Well, I like pumpkin but not the part about sounding like a white supremecist...

Aaaanypunkins, I also ate some pho for the first time which makes kinda does make me sound like some kind of white supremecist hillbilly but we do not have these fancy things in Chattavegas!

It far surpassed the stale pumpkin loaf I had and was so delicious I don't even care if you make fun of me for Instagramming my food.  Us hillbillies gotta get it where we can.

To make up for it here are some moderately better pictures of places we've all seen a thousand times.  YOU'RE WELCOME.

But don't ask me what these things are because I have about the same level of tourism depth as I do reading comprehension: ZERO.

That's probably why I've been so spotty with my blogging - I barely have the reading comprehension to process my OWN writing.  Chew on that for a while ooh look is that more pho over there?!


Is that pho heartburn or is that the tingle as my soul begins to be transformed by Autumn's splendor?

I want a pair of these dudes to flank my front porch.  It's a thousand times better than mums.

Look!  A place!  In another city!  I love travel.

I like DC - it's a real city that is easy to walk around in and is a short flight from Chattanooga.  This means that all the gays are going there to get married and I actually bumped into a couple I know doing exactly that on my same flight.  I'm calling this route the Equality Express now. 

Because fuck you, Tennessee.

But it wasn't all important monuments and buildings I won't remember, I got my nature on too!  I can't remember who's in that statue but I remember metro stops and that these pictures are from Great Falls.

I can't go anywhere without seeing at least SOME rocks.  If I can get there using the handicap accessible trail which I may have done.  

If you look close at the bottom in the middle you'll see a kayaker.  That's as close to I will ever get to living on the edge - WATCHING someone else kayak.  It definitely got my heart pumping.  Much like it does when there are pumpkin flavored things nearby.

Aaaand... I think I'm finally in the holiday spirit.  I had to spend a few days in Texas before going home and I couldn't even wear my sandals with my jacket there it was so cold.  It really is a different season now and Mother Nature said no takesies backsies so we're doing this.

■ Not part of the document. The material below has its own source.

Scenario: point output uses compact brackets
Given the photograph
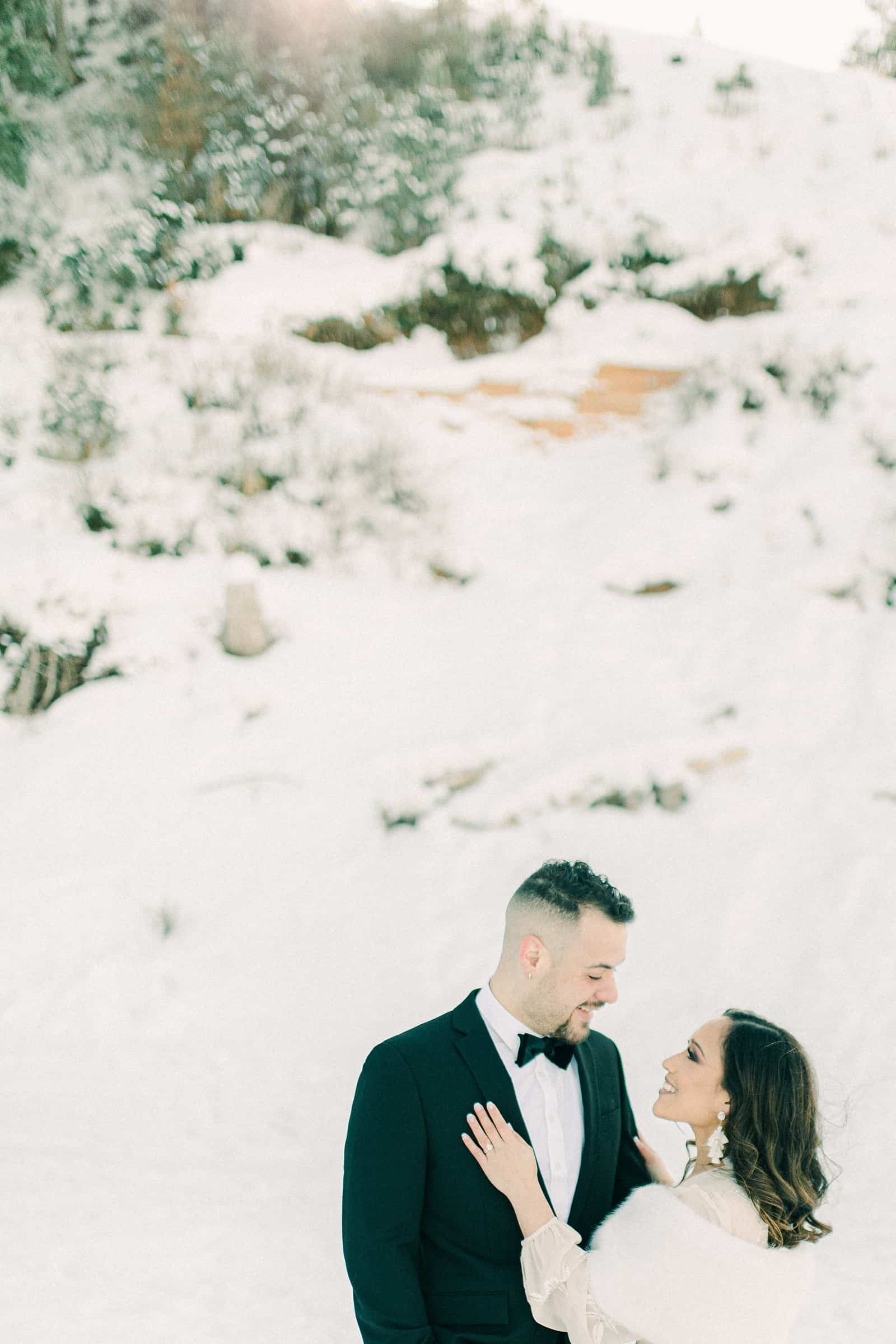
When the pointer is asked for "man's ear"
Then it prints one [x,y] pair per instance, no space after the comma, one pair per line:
[531,953]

But now that means I have to actually do something with the leaves in my yard instead of pretending magical summer fairies will come and take them away.

You know what this means, y'all?  MOTHERFUCKING CHRISTMAS IS TOMORROW.

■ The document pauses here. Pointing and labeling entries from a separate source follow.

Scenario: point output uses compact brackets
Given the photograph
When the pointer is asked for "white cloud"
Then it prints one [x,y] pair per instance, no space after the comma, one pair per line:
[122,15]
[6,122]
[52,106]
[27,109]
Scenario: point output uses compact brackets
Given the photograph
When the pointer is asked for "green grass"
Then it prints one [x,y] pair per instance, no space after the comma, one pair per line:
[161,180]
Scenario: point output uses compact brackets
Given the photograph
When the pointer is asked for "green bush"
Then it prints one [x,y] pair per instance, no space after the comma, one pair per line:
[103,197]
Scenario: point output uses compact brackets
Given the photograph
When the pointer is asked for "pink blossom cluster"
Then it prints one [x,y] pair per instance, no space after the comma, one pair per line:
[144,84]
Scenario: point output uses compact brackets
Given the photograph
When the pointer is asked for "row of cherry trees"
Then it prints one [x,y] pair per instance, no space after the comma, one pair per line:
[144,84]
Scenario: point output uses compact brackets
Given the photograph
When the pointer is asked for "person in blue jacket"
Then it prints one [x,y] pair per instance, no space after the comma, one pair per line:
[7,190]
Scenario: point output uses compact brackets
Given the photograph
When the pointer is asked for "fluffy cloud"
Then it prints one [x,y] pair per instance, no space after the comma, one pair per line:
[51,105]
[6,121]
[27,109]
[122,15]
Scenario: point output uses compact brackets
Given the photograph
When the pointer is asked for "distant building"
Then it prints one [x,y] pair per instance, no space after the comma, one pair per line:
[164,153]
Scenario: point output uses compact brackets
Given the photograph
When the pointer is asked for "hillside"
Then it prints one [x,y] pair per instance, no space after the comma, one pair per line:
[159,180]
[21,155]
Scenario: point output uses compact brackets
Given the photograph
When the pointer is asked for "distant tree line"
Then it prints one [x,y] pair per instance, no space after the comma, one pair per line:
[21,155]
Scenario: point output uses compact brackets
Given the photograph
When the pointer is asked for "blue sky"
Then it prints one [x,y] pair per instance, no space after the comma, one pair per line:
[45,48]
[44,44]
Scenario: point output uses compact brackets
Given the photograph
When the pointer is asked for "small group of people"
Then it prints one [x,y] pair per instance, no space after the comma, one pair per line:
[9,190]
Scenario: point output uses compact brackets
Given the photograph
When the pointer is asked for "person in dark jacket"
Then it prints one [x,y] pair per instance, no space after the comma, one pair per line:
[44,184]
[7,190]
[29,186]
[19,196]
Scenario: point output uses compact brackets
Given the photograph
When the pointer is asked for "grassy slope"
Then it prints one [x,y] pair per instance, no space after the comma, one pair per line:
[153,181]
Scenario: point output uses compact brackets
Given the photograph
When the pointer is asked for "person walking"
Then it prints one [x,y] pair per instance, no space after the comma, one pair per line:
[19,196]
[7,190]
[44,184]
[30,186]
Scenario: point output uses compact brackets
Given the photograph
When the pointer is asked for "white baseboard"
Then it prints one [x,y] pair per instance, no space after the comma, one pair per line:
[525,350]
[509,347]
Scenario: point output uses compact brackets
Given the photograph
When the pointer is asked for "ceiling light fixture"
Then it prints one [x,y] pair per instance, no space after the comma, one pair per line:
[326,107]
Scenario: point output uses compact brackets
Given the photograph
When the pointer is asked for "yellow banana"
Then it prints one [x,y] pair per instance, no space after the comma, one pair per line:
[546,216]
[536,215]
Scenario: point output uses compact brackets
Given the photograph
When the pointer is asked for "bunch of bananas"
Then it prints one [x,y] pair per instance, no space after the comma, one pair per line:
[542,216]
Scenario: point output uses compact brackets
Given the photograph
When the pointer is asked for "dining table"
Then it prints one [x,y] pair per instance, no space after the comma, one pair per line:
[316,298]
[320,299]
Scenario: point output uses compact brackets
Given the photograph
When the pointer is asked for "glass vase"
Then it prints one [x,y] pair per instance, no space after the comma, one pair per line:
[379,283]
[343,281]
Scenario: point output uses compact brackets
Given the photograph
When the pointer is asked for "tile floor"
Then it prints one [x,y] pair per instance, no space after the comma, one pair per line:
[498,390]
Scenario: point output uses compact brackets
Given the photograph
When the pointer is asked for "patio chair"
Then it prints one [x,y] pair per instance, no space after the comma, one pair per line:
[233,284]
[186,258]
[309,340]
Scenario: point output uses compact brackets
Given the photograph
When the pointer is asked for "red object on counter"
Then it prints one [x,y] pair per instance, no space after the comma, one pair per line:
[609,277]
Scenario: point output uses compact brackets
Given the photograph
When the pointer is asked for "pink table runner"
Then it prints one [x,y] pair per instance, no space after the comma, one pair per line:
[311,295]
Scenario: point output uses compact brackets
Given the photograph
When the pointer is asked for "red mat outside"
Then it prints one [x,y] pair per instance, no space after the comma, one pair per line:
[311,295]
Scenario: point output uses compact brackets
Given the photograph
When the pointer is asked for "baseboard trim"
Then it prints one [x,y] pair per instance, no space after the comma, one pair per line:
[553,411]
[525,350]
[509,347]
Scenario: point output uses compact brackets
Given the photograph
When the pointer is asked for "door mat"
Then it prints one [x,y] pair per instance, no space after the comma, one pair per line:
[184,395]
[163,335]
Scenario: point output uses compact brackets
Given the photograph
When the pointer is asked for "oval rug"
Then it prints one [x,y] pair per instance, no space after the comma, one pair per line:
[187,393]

See you at the mall.  Please leave me a slice of stale pumpkin loaf.  It's all that will sustain me through the rest of this holiday season.


  1. Why not leave your leaves as they are and call it DesignArt? And don't let anyone call you a Mo' Pho!

    1. Your comments always make me laugh and shake my head at the same time... ; )

  2. I just leave the leaves in piles around my trees and if anyone ask I said "mother nature will take care of it "... or "do you want me to leave my trees with no nutrition for next spring? ... how anti-ecologist from you!" aaaand that's enough... ;)

    1. Ha! That's a good idea to just accuse them of being tree-haters, YOU TREE HATERS!! I'm just hoping for a lot of wind to just blow them away... ; )

  3. You call it Christmas, but I call it "the return of Krampus."

    ps, I love DC.
    pps, also Pho. The best when it's cold.

    1. I need some serious Krampus art in my life. We have less than two weeks before my tree goes up so that's plenty of time to raid etsy for some Krampus love!

      Cold? Really? Next time!

    2. Whoops! I meant when the weather is cold, not the pho!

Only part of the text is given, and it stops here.